A fake little computer for your agent: versioned filesystem, shell, and sandboxed Python -- as tools for any Python-based agent harness. No Docker, no cloud sandbox, no infra. pip install nontainer.

Status: pre-alpha. Usable and tested end to end; the API will still move before 1.0.

The pitch

You hand your agent a terminal and a run_python tool. Unlike a stateless sandbox call, these are stateful and bound to a session: the shell's cd sticks, files one call writes the next call reads, and a cache dict persists for the whole conversation. It's a little computer the agent keeps using -- not a fresh box each call.
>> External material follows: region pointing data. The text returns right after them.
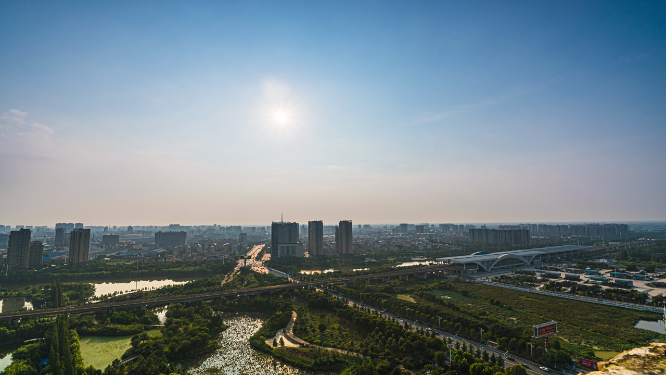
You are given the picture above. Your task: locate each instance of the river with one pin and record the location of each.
(654, 326)
(9, 304)
(237, 357)
(6, 355)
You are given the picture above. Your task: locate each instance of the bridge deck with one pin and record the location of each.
(210, 295)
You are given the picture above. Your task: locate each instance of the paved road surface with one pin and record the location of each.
(532, 368)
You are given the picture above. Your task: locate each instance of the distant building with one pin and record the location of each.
(61, 237)
(68, 226)
(18, 249)
(284, 240)
(110, 241)
(517, 237)
(36, 254)
(316, 238)
(346, 238)
(170, 239)
(79, 246)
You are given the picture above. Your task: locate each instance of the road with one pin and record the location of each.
(532, 368)
(210, 295)
(576, 297)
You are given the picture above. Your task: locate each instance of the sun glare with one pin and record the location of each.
(280, 117)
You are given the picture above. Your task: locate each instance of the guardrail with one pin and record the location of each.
(576, 297)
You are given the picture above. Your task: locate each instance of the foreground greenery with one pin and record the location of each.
(61, 349)
(102, 270)
(507, 316)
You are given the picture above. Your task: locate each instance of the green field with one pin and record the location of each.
(100, 351)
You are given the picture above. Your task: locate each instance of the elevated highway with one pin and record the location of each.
(420, 272)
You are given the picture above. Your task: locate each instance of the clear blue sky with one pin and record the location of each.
(165, 112)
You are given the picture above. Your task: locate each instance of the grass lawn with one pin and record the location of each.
(581, 324)
(100, 351)
(405, 297)
(339, 333)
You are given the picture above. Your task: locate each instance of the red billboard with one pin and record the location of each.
(588, 363)
(546, 329)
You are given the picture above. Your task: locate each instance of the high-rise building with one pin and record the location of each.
(110, 241)
(316, 238)
(18, 249)
(284, 240)
(517, 237)
(68, 226)
(170, 239)
(36, 254)
(79, 246)
(61, 237)
(346, 245)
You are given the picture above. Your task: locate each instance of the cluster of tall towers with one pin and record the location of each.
(285, 241)
(22, 253)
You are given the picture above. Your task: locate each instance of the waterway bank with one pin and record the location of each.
(236, 357)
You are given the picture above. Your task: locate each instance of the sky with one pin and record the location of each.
(213, 112)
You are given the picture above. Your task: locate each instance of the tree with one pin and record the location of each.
(477, 369)
(20, 368)
(500, 361)
(440, 359)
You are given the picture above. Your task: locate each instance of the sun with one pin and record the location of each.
(280, 117)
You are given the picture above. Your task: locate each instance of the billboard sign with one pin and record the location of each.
(588, 363)
(546, 329)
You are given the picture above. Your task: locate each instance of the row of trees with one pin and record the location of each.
(104, 270)
(57, 354)
(448, 317)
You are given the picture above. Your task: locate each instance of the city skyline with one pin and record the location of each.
(230, 113)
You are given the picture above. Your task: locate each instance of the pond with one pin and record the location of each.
(14, 304)
(654, 326)
(6, 355)
(237, 357)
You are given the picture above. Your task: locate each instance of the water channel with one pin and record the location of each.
(17, 303)
(6, 355)
(237, 357)
(654, 326)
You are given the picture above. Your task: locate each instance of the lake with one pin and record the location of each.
(14, 304)
(237, 357)
(653, 326)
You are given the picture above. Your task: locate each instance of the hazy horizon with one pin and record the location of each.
(231, 113)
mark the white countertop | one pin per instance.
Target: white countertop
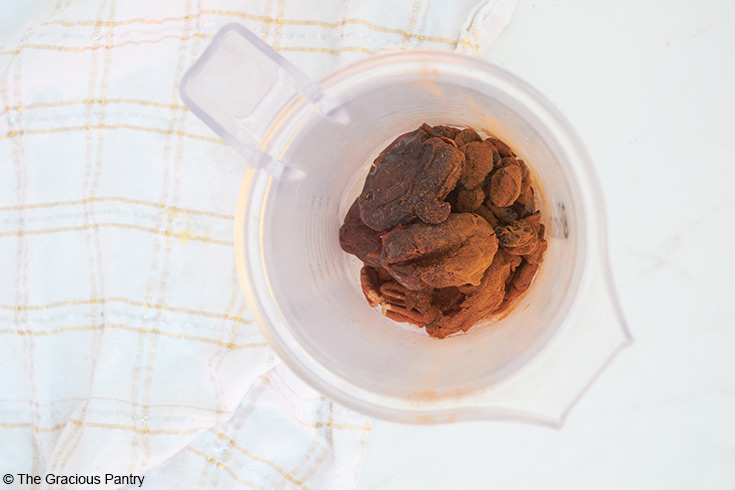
(650, 87)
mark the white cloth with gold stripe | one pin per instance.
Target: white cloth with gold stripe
(125, 345)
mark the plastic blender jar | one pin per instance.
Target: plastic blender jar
(310, 145)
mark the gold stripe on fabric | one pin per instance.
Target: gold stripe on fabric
(183, 236)
(64, 129)
(172, 209)
(221, 466)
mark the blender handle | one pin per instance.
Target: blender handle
(239, 85)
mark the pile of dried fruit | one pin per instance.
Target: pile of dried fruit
(447, 227)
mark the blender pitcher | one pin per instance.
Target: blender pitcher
(310, 145)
And because that computer is a versioned workspace, you get the operations durable state makes possible: checkpoint every call, fork a session in O(1), roll back to any commit, audit the history. All in-process, pip-installable, running wherever Python runs.

Terminal tool ~33 shell builtins (grep, sed, jq, tar, ...) over the virtual filesystem via termish.
Python tool Policy-gated sandboxed execution via sandtrap; safe stdlib on by default, open()/os/pathlib routed to the workspace via monkeyfs.
In-process Agent code can call your whitelisted host objects -- the live model, the db pool -- under policy. No cloud sandbox can.
Pluggable substrate kvgit (versioned), AgentFS, or a plain directory -- same tools.
Thin adapters agno toolkit and an MCP server over one core.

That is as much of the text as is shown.